Langkah itu tergolong berani. Di ranah peradilan umum, putusan sela lazim ditemui dan bisa dimintakan banding. Namun di PHI, instrumen ini seperti burung langka di hutan hukum: diakui keberadaannya, tapi jarang muncul.
---
Menurut Sugeng, yang kini tak lagi aktif di pengadilan, perbedaan utama PHI dan peradilan umum justru terletak di situ. “Di PHI, putusan sela tidak bisa diajukan perlawanan,” katanya, mengutip Pasal 96 Undang-Undang Nomor 2 Tahun 2004 tentang Penyelesaian Perselisihan Hubungan Industrial. Ketentuan ini memang dibuat untuk mempercepat penyelesaian sengketa. Di bidang hubungan industrial, waktu adalah segalanya—setiap hari yang berlalu tanpa kepastian bisa berarti hilangnya nafkah bagi pekerja atau terhentinya produksi bagi perusahaan.
Karena itu, sistem PHI dirancang agar perkara tak berlarut-larut. Banding hanya dapat diajukan terhadap putusan akhir, bukan terhadap putusan sela. Prinsipnya: “cepat, sederhana, dan berbiaya ringan.”

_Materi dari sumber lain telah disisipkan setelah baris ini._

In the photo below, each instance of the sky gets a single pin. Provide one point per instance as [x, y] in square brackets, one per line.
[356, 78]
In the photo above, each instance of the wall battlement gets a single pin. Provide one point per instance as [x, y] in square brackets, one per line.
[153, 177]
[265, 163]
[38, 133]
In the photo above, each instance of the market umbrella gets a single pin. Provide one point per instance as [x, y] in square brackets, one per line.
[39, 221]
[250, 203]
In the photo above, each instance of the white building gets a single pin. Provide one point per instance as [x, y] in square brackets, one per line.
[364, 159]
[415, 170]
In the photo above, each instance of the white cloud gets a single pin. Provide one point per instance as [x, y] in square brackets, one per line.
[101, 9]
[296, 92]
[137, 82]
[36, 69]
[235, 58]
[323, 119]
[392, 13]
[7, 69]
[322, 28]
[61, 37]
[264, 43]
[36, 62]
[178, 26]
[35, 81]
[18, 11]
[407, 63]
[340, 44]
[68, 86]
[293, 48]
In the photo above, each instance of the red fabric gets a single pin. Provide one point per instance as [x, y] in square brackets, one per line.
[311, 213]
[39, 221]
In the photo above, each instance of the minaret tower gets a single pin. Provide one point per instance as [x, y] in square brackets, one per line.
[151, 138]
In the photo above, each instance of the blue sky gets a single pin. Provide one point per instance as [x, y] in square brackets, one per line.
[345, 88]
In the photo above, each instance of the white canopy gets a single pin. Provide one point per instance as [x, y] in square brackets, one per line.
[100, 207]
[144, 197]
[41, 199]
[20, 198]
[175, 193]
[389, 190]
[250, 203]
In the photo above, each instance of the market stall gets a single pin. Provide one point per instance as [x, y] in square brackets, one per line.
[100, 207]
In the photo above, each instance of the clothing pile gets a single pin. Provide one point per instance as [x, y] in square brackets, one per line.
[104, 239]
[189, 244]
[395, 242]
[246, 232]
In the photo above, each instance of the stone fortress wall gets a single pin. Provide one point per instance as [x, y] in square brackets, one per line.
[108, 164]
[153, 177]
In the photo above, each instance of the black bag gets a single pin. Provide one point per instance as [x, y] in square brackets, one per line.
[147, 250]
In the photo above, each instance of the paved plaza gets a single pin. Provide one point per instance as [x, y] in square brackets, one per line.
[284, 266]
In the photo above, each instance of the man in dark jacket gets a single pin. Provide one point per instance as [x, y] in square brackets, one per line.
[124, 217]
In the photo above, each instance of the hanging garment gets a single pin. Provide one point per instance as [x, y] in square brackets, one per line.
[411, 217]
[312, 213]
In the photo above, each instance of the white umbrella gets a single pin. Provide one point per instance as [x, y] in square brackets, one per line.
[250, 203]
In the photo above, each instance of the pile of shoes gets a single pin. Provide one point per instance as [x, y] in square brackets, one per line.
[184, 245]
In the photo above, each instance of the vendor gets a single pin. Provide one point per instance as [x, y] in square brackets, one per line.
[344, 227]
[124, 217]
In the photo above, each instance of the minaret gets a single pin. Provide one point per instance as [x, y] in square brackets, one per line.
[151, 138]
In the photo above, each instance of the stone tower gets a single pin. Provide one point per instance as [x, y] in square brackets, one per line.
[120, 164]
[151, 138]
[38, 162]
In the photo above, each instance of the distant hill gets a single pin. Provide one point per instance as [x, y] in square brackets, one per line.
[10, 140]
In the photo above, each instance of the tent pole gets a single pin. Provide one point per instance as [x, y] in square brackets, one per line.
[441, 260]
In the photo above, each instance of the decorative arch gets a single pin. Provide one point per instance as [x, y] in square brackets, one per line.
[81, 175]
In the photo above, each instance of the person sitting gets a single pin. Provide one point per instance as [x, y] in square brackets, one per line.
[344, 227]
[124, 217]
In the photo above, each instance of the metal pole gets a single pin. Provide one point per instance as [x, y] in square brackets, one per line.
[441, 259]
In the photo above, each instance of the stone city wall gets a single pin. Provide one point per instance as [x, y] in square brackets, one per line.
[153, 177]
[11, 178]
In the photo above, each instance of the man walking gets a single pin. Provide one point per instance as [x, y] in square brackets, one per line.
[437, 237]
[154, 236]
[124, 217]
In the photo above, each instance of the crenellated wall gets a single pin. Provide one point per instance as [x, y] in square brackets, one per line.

Namun di balik asas itu, praktiknya tak sesederhana yang tertulis. Banyak hakim PHI yang enggan mengeluarkan putusan sela, bukan karena takut, tetapi karena jenis perkara di meja mereka biasanya tak bisa dipisahkan. “Sebagian besar kasus di PHI berkaitan erat dengan pembuktian,” ujar Sugeng. “Kalau belum jelas hubungan kerjanya, bagaimana kita bisa langsung memutus soal upah?”
---
Penjelasan Sugeng itu sejalan dengan temuan berbagai peneliti hukum ketenagakerjaan. Dari ratusan putusan PHI yang terekam di basis data Mahkamah Agung, hanya segelintir yang mencantumkan frasa putusan sela. Mayoritas majelis hakim memilih untuk menggabungkannya ke dalam putusan akhir, dibacakan bersamaan dengan amar utama perkara.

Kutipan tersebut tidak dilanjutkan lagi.